In India, there is no structured training programme in Breast imaging and this subspecialty is practiced primarily as part of general radiology practice. As radiologists acquire their skills during their radiology residency, cultivating an interest in women imaging at the resident level would improve the quality of health care they would provide after entering the workforce. The shortage of breast imaging specialists in India is an ongoing concern. It is therefore strongly desirable to start a dedicated postdoctoral fellowship programme in breast imaging.

The Fellowship Programme intends to provide a well-balanced clinical, research and teaching curriculum as it will take place in a high-volume academic environment.

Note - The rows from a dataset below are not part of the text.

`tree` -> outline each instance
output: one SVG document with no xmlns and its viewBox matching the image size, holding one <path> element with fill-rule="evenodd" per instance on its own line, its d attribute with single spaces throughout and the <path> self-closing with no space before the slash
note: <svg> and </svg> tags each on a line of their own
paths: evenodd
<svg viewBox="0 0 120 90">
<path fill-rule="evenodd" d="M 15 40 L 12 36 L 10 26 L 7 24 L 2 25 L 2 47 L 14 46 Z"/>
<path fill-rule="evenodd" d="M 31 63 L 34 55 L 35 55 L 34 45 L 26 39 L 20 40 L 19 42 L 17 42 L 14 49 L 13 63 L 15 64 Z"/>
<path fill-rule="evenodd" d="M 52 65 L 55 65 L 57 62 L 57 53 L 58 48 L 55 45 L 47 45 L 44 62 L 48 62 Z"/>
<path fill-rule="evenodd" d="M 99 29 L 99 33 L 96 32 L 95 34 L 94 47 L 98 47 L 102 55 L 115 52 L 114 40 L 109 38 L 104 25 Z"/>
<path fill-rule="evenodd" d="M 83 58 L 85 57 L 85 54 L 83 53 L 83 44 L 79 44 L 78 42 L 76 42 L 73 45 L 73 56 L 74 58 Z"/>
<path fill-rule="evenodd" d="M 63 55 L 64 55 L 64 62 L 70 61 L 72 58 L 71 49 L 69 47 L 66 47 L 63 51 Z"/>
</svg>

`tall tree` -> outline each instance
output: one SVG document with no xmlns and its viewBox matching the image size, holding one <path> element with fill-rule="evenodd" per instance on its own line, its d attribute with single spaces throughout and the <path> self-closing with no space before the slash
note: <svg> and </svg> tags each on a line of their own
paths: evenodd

This two-year programme will provide training in all aspects mammography, ultrasound, computed tomography and magnetic resonance imaging. Access will also be provided to related interventional procedures. It would provide a means of increasing skilled professionals in this field.

II. OBJECTIVES OF THE PROGRAMME

1. PROGRAMME GOAL

The fellowship course in breast imaging is targeted to develop breast imaging experts with abilities to perform full range of diagnostic imaging and interventional procedures in this field. On completion of the course, the candidate should be capable of delivering the highest quality of patient care by making an early and accurate diagnosis and guiding subsequent management and become clinically competent, and be able to pursue both clinical and experimental research in this field.

2. PROGRAMME OBJECTIVES

To train fellowship students in clinical, diagnostic, and interventional breast imaging so as to enable them to make imaging diagnosis independently of all breast diseases and perform all types of breast interventions, thus improving patient care. The structured training program would emphasize:

i. Evidence-based decision-making.

ii. Development of desired technical expertise with emphasis on safety, self-analysis and improvement.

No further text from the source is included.